Reactions: Like 3 | EyeCandy! 10 | Way Cool 5


----------



## The100road (Oct 7, 2020)

Very cool!

Reactions: Thank You! 1


----------



## Maverick (Oct 7, 2020)

Beautiful knife and sheath. Great job on the mosaics.

Reactions: Thank You! 1 | Agree 1


----------



## Ray D (Oct 7, 2020)

Very nice

Reactions: Thank You! 1


----------



## Steve in VA (Oct 7, 2020)

Nicely done!!!

Reactions: Thank You! 1


----------



## T. Ben (Oct 7, 2020)

Very cool,I love the look of snakewood.

Reactions: Thank You! 1


----------



## Nature Man (Oct 7, 2020)

Superior! Knife and sheath look fantastic! Chuck

Reactions: Thank You! 1


----------



## TimR (Oct 7, 2020)

Thanks guys. I like using snakewood if for nothing but waiting for impending doom of a crack. Right @Eric Rorabaugh and @ripjack13 ?
I’ve been lucky in none of my snakewood projects has resulted in any cracks. I know...shouldn’t have said that!

Reactions: Like 1 | Funny 3


----------



## Maverick (Oct 7, 2020)

TimR said:


> Thanks guys. I like using snakewood if for nothing but waiting for impending doom of a crack. Right @Eric Rorabaugh and @ripjack13 ?
> I’ve been lucky in none of my snakewood projects has resulted in any cracks. I know...shouldn’t have said that!



You are doomed for sure now.

Reactions: Agree 3


----------



## ripjack13 (Oct 7, 2020)

Just because you said that, my snakewood heard it and cracked....
Gee thanks Tim...

Reactions: Funny 3


----------



## ripjack13 (Oct 7, 2020)

Seriously though. That looks real good.

How do you make the mosaics? You should make a how to topic....


----------



## DKMD (Oct 7, 2020)

Very cool! Love the pins too!


----------



## TimR (Oct 7, 2020)

ripjack13 said:


> Seriously though. That looks real good.
> 
> How do you make the mosaics? You should make a how to topic....

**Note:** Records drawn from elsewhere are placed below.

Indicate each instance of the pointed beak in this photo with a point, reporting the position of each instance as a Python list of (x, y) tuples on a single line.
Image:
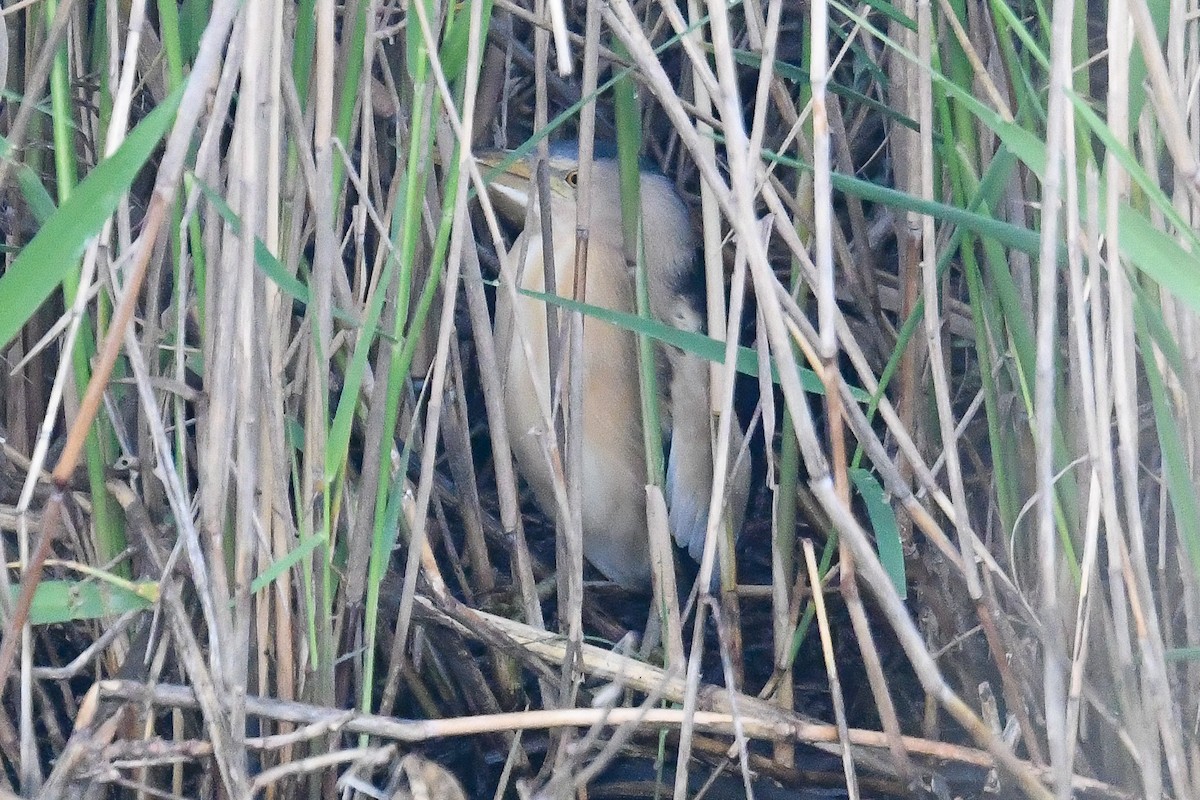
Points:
[(509, 182)]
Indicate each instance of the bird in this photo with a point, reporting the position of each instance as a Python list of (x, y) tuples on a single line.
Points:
[(615, 476)]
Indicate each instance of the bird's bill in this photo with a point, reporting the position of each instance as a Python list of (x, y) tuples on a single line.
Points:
[(509, 181)]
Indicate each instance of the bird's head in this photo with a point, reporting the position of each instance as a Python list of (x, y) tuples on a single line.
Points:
[(511, 182)]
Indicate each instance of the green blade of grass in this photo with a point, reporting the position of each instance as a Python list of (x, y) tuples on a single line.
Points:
[(61, 241)]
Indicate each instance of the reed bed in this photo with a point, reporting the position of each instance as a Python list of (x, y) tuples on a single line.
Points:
[(263, 529)]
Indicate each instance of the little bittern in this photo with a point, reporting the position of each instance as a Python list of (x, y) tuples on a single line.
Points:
[(613, 480)]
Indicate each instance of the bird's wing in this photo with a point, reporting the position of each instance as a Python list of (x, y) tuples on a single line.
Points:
[(690, 459)]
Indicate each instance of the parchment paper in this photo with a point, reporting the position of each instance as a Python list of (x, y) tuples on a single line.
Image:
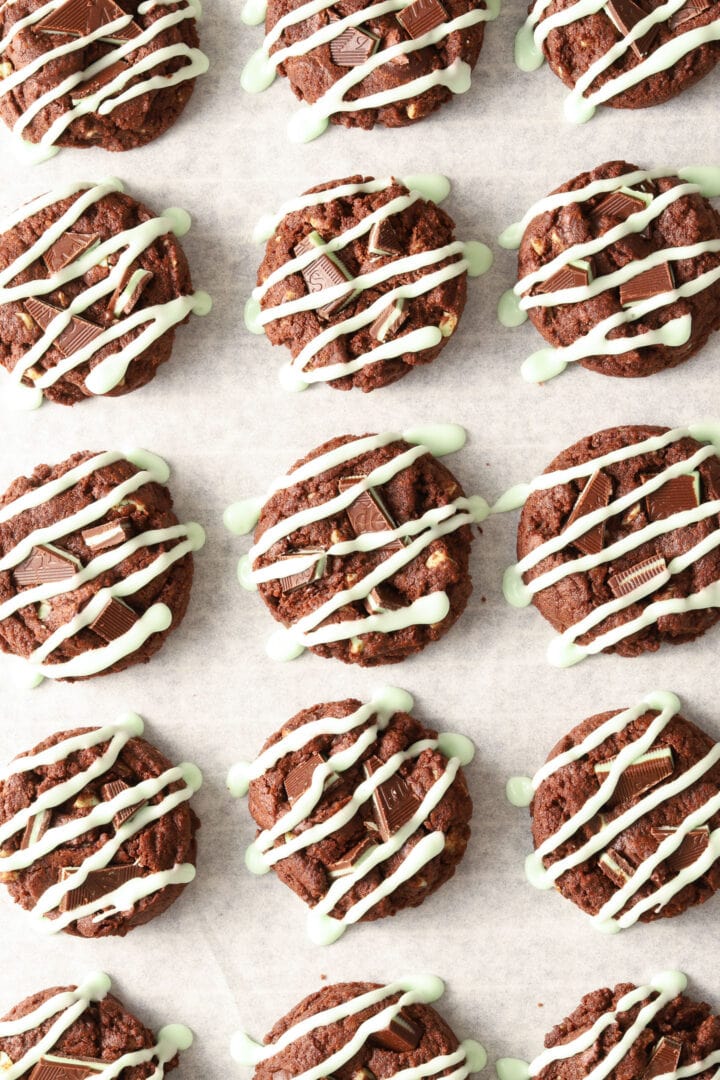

Thx Marc. I made the pins about 4 yrs ago, pretty sure I remember what I did.  The basic concept is to assemble the pieces, about 3-4” length max, epoxy up one end about 1/4”, let cure, then mix up some epoxy (Color as desired) in a Dixie cup, quickly place the rod open end into the wet epoxy and place under vacuum. Can’t mess around too long if using fast cure epoxy, the idea being to look for significant lessening of bubbles out of the epoxy, then slowly decrease vacuum to let epoxy get drawn up the tube. Get the tubes out of the vacuum chamber and place open side ofbtubes up while finish curing.

Reactions: Like 1 | Informative 1


----------



## Strider (Oct 9, 2020)

Gorgeous! I hope you didn't have any mishaps when making the hand. I've had it explode in my face several times!

Reactions: Thank You! 1


----------



## Mike1950 (Oct 9, 2020)

Nice- Pins are beautiful-Love look of snakewood- hate using it

Reactions: Like 1


----------



## Bean_counter (Oct 12, 2020)

Awesome knife! Has it cracked yet?

Reactions: Funny 1


----------



## TimR (Oct 12, 2020)

I’ll never tell

Reactions: Funny 1


----------



## NeilYeag (Oct 21, 2020)

Really nicely done. The pins are fantastic. My experience is that it is a pain to keep them straight and square during the glue up.

Great!


----------